Un mestiere difficile da fare che trova, stando all’indagine anziché un imprenditore amico, un suo atteggiamento piuttosto ostile nell’agevolare il suo lavoro in azienda. Sostanzialmente pare proprio che al titolare d’impresa più che rispettare le norme, consideri i dati come merce propria su cui nessuno debba mettere le mani senza il suo permesso e anche la figura del DPO che dovrebbe in qualche modo regolamentare le responsabilità, a scanso anche di salate ammende, viene isolata piuttosto che agevolata nel attuare il suo compito.

I vertici delle aziende spesso non danno il buon esempio.

Se il primo a non credere che il rispetto delle norme è l’Imprenditore è chiaro che questo orientamento riguarderà poi l’intera realtà produttiva. Tutte le figure intermedie quindi vedranno le buone prassi di tutela dei dati dei clienti, come ostacoli al business ed alle vendite, bastoni fra le ruote, piuttosto che rispetto della deontologia.

E c’è un problema di fondo almeno in Italia, dato ancor prima della tutela della privacy, dalla scarsa cultura digitale presente nel paese.

Ne consegue che nelle aziende vi è urgente necessità di specifica formazione sul tema. Non una formazione episodica, fatta tanto per aver adempiuto ad un obbligo, ma una formazione tecnica seria, concreta che renda responsabili i “formati” nel loro compito di gestione dei dati.

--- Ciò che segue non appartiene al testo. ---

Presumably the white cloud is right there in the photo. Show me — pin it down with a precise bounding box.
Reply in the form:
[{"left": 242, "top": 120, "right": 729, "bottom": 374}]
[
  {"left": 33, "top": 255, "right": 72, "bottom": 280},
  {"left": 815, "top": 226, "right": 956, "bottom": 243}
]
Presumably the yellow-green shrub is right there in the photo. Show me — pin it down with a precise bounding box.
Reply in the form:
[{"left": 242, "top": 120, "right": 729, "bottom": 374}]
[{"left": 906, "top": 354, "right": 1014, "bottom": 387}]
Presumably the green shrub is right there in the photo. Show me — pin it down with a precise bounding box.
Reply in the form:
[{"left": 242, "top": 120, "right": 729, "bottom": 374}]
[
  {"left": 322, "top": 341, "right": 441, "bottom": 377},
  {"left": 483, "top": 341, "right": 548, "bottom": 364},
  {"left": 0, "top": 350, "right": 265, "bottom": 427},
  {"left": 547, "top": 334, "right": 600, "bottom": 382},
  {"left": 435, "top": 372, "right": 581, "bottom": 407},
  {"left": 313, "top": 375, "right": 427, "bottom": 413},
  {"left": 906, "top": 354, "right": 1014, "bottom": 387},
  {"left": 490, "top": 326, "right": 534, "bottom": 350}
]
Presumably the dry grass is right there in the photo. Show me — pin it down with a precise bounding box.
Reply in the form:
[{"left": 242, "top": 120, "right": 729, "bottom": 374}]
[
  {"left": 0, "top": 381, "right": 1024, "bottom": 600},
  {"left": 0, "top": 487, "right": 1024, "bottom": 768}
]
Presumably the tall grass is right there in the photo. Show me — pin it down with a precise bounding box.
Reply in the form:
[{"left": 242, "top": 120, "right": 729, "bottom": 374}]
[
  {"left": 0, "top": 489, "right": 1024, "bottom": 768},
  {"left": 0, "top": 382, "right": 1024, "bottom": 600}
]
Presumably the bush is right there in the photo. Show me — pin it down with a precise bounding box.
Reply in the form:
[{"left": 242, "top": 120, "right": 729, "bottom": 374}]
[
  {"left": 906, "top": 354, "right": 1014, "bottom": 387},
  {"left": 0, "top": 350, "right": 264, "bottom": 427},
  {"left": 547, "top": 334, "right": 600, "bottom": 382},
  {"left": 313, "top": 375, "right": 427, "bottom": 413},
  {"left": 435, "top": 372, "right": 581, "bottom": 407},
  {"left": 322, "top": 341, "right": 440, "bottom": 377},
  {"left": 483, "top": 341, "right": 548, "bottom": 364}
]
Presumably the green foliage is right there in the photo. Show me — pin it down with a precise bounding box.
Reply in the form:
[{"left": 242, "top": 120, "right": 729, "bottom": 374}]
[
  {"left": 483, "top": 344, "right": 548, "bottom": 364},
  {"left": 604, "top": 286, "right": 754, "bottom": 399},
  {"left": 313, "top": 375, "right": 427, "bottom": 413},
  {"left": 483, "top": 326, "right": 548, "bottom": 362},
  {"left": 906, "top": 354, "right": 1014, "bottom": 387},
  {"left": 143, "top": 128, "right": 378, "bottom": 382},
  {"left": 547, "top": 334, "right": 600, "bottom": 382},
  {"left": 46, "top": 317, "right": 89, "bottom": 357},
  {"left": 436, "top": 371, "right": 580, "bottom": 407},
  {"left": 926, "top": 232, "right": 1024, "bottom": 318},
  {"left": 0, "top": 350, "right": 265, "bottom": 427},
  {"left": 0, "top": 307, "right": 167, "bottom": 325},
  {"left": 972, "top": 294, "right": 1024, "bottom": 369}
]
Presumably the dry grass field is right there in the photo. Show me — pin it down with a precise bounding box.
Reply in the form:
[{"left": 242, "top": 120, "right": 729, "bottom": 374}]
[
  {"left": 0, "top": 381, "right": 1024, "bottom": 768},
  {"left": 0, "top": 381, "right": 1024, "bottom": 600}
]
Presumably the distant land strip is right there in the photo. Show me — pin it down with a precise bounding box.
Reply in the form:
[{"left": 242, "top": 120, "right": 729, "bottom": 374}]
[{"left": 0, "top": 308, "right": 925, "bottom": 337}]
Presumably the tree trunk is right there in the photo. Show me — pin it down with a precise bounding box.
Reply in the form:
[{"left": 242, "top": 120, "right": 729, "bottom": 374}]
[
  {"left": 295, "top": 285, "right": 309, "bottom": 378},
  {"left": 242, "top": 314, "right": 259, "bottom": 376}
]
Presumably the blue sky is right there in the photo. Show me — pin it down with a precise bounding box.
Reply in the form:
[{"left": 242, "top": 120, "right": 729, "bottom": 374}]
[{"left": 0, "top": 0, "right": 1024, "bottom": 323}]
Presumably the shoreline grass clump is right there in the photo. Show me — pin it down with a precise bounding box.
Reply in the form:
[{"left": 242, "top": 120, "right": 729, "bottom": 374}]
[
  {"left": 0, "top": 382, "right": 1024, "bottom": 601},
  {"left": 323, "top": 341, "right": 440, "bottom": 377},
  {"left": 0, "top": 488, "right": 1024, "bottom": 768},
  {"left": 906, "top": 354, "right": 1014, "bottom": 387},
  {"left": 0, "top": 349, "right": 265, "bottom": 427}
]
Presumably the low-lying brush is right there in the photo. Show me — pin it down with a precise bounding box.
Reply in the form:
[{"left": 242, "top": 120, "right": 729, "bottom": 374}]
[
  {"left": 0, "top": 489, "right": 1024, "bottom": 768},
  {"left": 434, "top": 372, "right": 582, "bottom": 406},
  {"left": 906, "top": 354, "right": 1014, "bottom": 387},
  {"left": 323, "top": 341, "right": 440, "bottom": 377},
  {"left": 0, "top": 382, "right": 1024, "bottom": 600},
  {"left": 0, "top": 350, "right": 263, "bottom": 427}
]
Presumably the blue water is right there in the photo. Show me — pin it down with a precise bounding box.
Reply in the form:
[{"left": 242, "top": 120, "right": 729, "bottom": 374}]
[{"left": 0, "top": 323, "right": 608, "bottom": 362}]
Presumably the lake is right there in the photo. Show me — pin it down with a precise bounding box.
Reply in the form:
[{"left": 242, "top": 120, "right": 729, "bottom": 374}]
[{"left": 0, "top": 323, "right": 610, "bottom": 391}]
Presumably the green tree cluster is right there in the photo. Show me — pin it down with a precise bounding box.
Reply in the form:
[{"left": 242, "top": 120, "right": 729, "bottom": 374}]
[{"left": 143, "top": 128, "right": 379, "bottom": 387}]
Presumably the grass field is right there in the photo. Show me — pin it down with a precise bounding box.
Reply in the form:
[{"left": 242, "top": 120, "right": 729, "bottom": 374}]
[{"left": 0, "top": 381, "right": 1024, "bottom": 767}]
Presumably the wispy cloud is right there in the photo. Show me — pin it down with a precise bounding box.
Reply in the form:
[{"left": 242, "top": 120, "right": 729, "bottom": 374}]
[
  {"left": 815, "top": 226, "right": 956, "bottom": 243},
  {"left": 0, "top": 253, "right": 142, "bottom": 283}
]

In tutto questo il Data Protection Officier (D.P.O.) nonostante la sua necessità di ruolo e la sua voglia di divulgare cultura, si sente nella maggior parte delle aziende, proprio come un cane in chiesa.

Il box dell’Assicuratore

Una nota positiva in tutto questo? Si sta pian piano facendo strada nelle imprese la necessità di proteggersi da hacker, phising, malware, ecc.., dalle minacce della rete insomma. Proprio a questo scopo molte sono state le proposte presentate al mercato dalle società di assicurazione. Monitorare prima l’esposizione al cyber risk, sapere concretamente quanto vulnerabili sono i dati aziendali al rischio del furto ad esempio, intervenire a protezione dei sistemi aziendali cautelandosi, sembrano essere queste le preoccupazioni più sentite dalle aziende. Allora qui l’assicurazione fa la sua parte, poiché le polizze contro il Cyber Risk prevedono un risarcimento delle spese sostenute dall’imprenditore, a seguito di un attacco informatico, per il ripristino o il furto dei dati. Ecco allora che fortunatamente possono trovare uno sbocco positivo anche le violazioni della privacy, a fronte ad esempio a richieste di risarcimento causate da questi eventi.

In conclusione

Molte ombre e poche luci nel settore della protezione dei dati personali in un periodo turbolento come l’attuale nel quale l’intelligenza artificiale sta galoppando all’interno delle realtà produttive e della società in generale. Come sempre accade e la cosa pare valere anche per l’Europa a 27 dei nostri giorni, il paese reale è molto distante dal paese legale. Sembra quasi che le norme siano state messe lì per rincorrere anziché a monte per disciplinare. Intanto se ne vedono delle belle come quella di Tik Tok in America dove il social è stato vietato a causa della profilazione dell’utenza attraverso il riconoscimento facciale, non consentita dalla legge ed alla multa presa in Italia dallo stesso social, dove Agcom l’ha sanzionato i rappresentanti di Tik Tok Italia, emissione della casamadre cinese ByteDance ltd, con una multa da 10 milioni di euro per pratiche commerciali scorrette in danno dei giovanissimi.

In conclusione dai rilevamenti fatti nasce una considerazione capostipite nella quale da oramai un bel po’ di tempo la società occidentale si sta arrovellando ossia essere o no la protagonista del proprio futuro o lasciare la scena ad una digitalizzazione imperante dove un serio DPO suderà le sette classiche camicie per tenere in carreggiata i dati delle persone. Come sempre chi vivrà vedrà.